Switched to Kubuntu 6.10 -- better, much closer, but still not quite...
Then I recently installed Kubuntu 7.04. Wow! Perfect install right out of the box. Downside/upside: the Lexmark winprinter driver that almost worked in 6.10 not available in 7.04. So I switched to an HP Deskjet 660C sitting in the "surplus" pile and bingo! This system is nice!
I've even installed some Windows apps in Wine and they work.
Sales of XP just got extended through the middle of 2008 because so many people still want XP instead of Vista. Mainstream support doesn't end until April 2009, but that'll probably be extended too. It's not like Microsoft to sell an OS and give less than a year of support for it.
OS X is easily available through the Mac stores and, as for Linux, you can either grab an ISO or, for the less technically inclined, request a free CD to be shipped to you. The alternatives are available and they are building momentum. Even vanilla BSD (i.e. Free/Net/Open BSD as opposed to Apple's souped up version) is trying to get a piece of the action. Moreover, manufacturers are beginning to offer Linux preinstalled on systems other than servers.
Face it, Microsoft needs to innovate or they will be relegated to the dustbin. They won't die, they will just become a shadow of their former selves, much the same way that IBM and Novell did (and may remain, only time will tell). I am not saying either Mac or Linux is the next big thing, because that would require knowing the future, something I don't know, but the time has come for something new and people are beginning to look for it.
Go ahead, quote Microsoft stock prices until you are blue in the face, but the truth remains that things are changing. Even Microsoft has been forced to acknowledge this implicitly, to some degree. Once, the only way to get their development tools was the professional packages or the slightly cheaper, but still hefty, academic prices. Now, they are offering express versions of their products online. Why? Because the hobbyists that Gates has so despised in the past become professionals and they like to bring their tools with them. If those tools are PHP and vim rather than Visual Studio, Microsoft is toast. Or the fact that IE's standards support has gotten at least a little better. Even though Firefox hasn't taken over, losing a few percentage points in market share has been enough to shake them into the realization that they have to pay at least lip service to standards. Or, for example, the fact that they got ECMA standardization for both C# and the .NET CLI, or their failed bid to get an Office XML format standardized. Microsoft may still talk a bold game, but at least some of them know that something needs to change or they will start losing real market share.

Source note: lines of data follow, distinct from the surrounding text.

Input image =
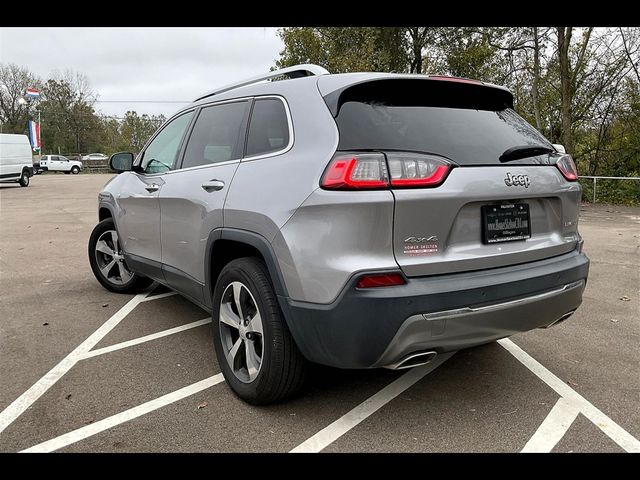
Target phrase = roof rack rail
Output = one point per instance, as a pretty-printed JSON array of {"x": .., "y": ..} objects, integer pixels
[{"x": 305, "y": 69}]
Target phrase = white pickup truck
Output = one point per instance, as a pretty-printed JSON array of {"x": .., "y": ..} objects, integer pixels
[{"x": 59, "y": 163}]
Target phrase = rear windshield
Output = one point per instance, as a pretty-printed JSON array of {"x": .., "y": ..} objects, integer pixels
[{"x": 463, "y": 132}]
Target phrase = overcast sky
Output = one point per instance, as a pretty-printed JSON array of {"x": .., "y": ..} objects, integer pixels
[{"x": 151, "y": 64}]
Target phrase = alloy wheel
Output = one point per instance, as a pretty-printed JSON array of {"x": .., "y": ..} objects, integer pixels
[
  {"x": 111, "y": 260},
  {"x": 241, "y": 331}
]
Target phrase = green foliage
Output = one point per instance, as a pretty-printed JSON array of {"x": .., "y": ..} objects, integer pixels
[
  {"x": 14, "y": 80},
  {"x": 600, "y": 82}
]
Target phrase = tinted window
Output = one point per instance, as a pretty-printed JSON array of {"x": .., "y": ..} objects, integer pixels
[
  {"x": 269, "y": 129},
  {"x": 467, "y": 126},
  {"x": 216, "y": 136},
  {"x": 161, "y": 154}
]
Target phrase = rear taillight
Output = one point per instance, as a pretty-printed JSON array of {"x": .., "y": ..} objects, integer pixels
[
  {"x": 369, "y": 171},
  {"x": 380, "y": 280},
  {"x": 356, "y": 172},
  {"x": 416, "y": 170},
  {"x": 567, "y": 167}
]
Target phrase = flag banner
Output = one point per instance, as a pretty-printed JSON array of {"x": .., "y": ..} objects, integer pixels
[
  {"x": 31, "y": 93},
  {"x": 34, "y": 135}
]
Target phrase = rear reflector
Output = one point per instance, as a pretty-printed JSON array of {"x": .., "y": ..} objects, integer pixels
[
  {"x": 380, "y": 280},
  {"x": 369, "y": 171},
  {"x": 567, "y": 167}
]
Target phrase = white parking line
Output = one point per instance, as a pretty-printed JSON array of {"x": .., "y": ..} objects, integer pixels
[
  {"x": 551, "y": 431},
  {"x": 24, "y": 401},
  {"x": 146, "y": 338},
  {"x": 119, "y": 418},
  {"x": 160, "y": 295},
  {"x": 614, "y": 431},
  {"x": 330, "y": 434}
]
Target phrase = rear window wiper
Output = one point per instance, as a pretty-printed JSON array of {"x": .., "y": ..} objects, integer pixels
[{"x": 523, "y": 151}]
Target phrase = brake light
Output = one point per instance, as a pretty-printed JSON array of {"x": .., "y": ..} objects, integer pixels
[
  {"x": 369, "y": 171},
  {"x": 356, "y": 171},
  {"x": 416, "y": 169},
  {"x": 380, "y": 280},
  {"x": 567, "y": 167},
  {"x": 446, "y": 78}
]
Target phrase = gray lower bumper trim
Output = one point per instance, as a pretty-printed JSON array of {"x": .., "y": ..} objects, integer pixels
[
  {"x": 500, "y": 306},
  {"x": 460, "y": 328}
]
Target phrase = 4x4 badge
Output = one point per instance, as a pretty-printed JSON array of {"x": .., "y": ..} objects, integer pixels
[{"x": 515, "y": 180}]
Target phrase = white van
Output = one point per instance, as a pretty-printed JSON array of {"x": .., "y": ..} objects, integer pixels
[{"x": 16, "y": 164}]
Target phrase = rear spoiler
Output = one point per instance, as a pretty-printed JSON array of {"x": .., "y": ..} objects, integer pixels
[{"x": 434, "y": 91}]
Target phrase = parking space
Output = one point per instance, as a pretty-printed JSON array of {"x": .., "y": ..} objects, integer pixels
[{"x": 86, "y": 370}]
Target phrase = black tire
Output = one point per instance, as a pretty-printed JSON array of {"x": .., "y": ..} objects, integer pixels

mac os and linux are both stable.
windows fled stability in the 1990’s,
resulting in a fix-or-repair-daily software,
which created millions of jobs for techies.
Grut,
The funny thing is in the end all Linux needed to put out a desktop on par with the commercial releases is the ability to abandon the server.
While you *can* run a server on ubuntu they made it as much in the style of OSX and windows as they could in eliminating the need for users to see the bones of the os..
Not bust but imagine in 1983 someone at IBM saying ‘we have to watch out for MS in a dozen years they will own desktop computing’
Sands sometimes shift slowly and sometimes very quickly. Heck apple looked very solid in the early to mid eighties and were all but put under by the mid to late 90’s.
Yup after more than a decade and 7 tries and imitating Apache MS *Finally* has put out a decent web server...
Aint competition grand..
IIS has been smoking Apache where it counts for years, within Fortune 1000 companies and for secure SSL traffic that’s worth encrypting. But now even the “parked domains” that aren’t even being used but tracked by Netcraft are starting to switch over too.